Every year, office workers go gaga on "Bracket Monday," when some office sports geek passes out a sheet of white paper with a 64- or 65-team tournament bracket written on it. Spring has sprung, and the pencil-and-paper ritual is an early signpost.
Also sucking people into March Madness' magic is the office pool's reinforcement of our world's unpredictability, as well as the principles of equality on which America was founded: You can spend hours no days honing the perfect strategy carefully breaking down the winning percentage of 15-seeds playing against 2-seeds east of the Mississippi on odd Fridays only to be beaten by your human resource manager's clueless dart-throwing monkey of a brother who picked Coppin State over South Carolina in 1997 simply because Coppin State instilled in him some kind of word-association nostalgia for his childhood penny collection.

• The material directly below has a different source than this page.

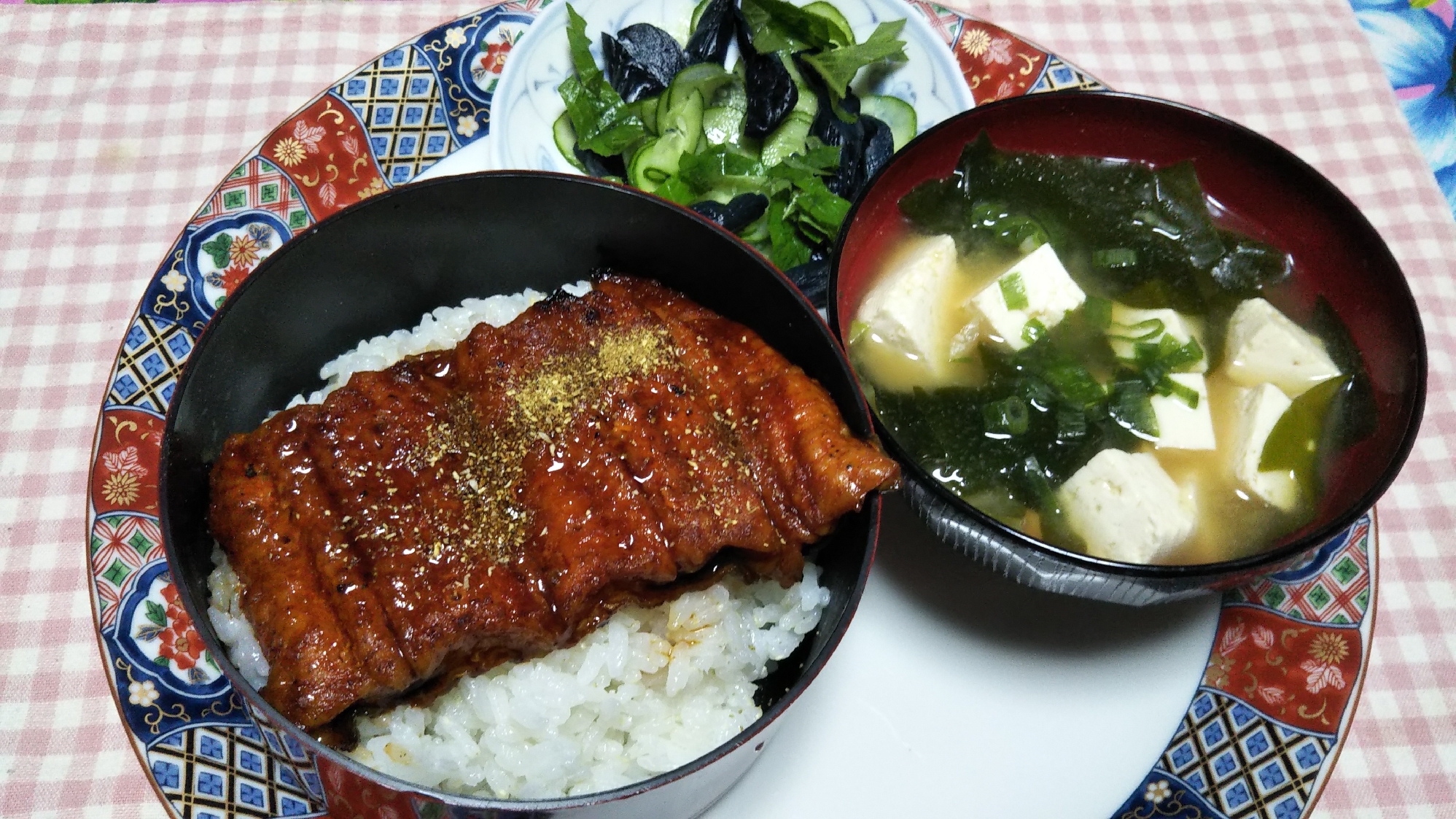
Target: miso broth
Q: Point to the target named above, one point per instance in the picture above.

This uncertainty has only been compounded by the increasing stream of defections to the pros. Back in the day, vast knowledge of college basketball allowed a handicapper to pick winners more easily. But the best teams just aren't what they used to be, adding bizarre rhythms to the once simple and predictable Big Dance.
Thus, the Fates of the NCAA tournament are more fickle than ever. They can bestow their charms upon the most knowledgeable, best-equipped handicapper who seems to possess all the tools to win the pot. Or they can reward some ignorant, pimple-faced IT intern who's never so much as dribbled a basketball, let alone developed anything resembling a coherent strategy to pick a winner. All is fair and everyone is on equal footing in bracketology, which is more than one can say for love and war.
To that end, we've kickstarted Flak's own NCAA pool. Our basketball savants (and our pimple-faced IT interns) have scratched their heads and put pen (or, more commonly, the more temporary pencil) to paper to come up with their own lists of who will win and why. Our methodology varies from the painstakingly scientific to the wildly whimsical.
After each round, we'll check in to see which methods win out, using a 1-2-4-8-16-32 scoring system (1 point for a correct first-round pick, 2 for a second-round pick, etc.). As we do this, keep in mind that the approach that wins out this year is likely to be useless next year.